We don't always get what we want. Any child with marginally acceptable guardians will tell you that. Even if I understand this fact of life, however, it rarely stops me from being disappointed when I'm denied something I want. On the day I met that kestrel thief, for example, I was eventually forced to remind myself that I couldn't always win, even though my expression still soured in the end.
I stood there in that decrepit grave of a bed chamber for quite some time, watching the two women from earlier in the day as they went about their confrontation with the pirates. Yet contrary to my every expectation, I noticed a surprising lack of tension coming from them: particularly the thief. She ignored the arsonist entirely, reducing their relationship to a bankrupt status. Sadly, she also seemed to escape the city with little trouble, like there was no challenge or conflict in it for her. Her hijacking a carriage near the end was all well and good, but that was about all she gave me to work with.

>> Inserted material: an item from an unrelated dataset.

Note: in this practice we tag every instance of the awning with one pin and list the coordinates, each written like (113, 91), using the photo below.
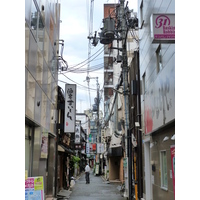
(64, 149)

There was no major showdown to this theft that Shiloh orchestrated; no last minute traps from the owner to add romanticism to a piece. Rather, the sides of the conflict were woefully unbalanced until the expectantly lackluster end. Perhaps someone else could find inspiration in something like that, but not I. Instead, I lost interest in Shiloh as soon as she reached the ocean, deciding it best to leave her to her own devices. She clearly didn't require my help, after all, not against such a seemingly ordinary opponent.
Oddly enough, it was Vinsue who garnered my attention thereafter. I didn't care for her arrogance, but her bombastic style did make for interesting material. The execution that she interfered with after Shiloh's escape, for example, became the inspiration for a landscape I completed a few days after we met. According to that portrait, Vinsue fought long enough against the executioner's lackeys to secure an escape for her friends. Although, the piece made no mention of the actual events composing said fight; especially since that wasn't the point it was trying to make. No one who bought that portrait cared about the smoke arrow I fired into the crowd that day, nor about the smokescreen said arrow helped create. They only cared about the idea of a nameless hero fighting against the "pirate scum" of Vilpamolan.
Regardless, I did end up helping Vinsue once I noticed the trouble she was in. Just as I described, I loosed that arrow from a distant rooftop after the dragon had already engaged her foes. The arrow started up a cloud of smoke in the area of the executioner's platform: something that Vinsue could use to her advantage if she was smart. I didn't take any further action beyond that, however, instead choosing to remain hidden. My role that day was destined to be limited, as in all things that didn't concern me. That was the norm for a forgotten outsider, no?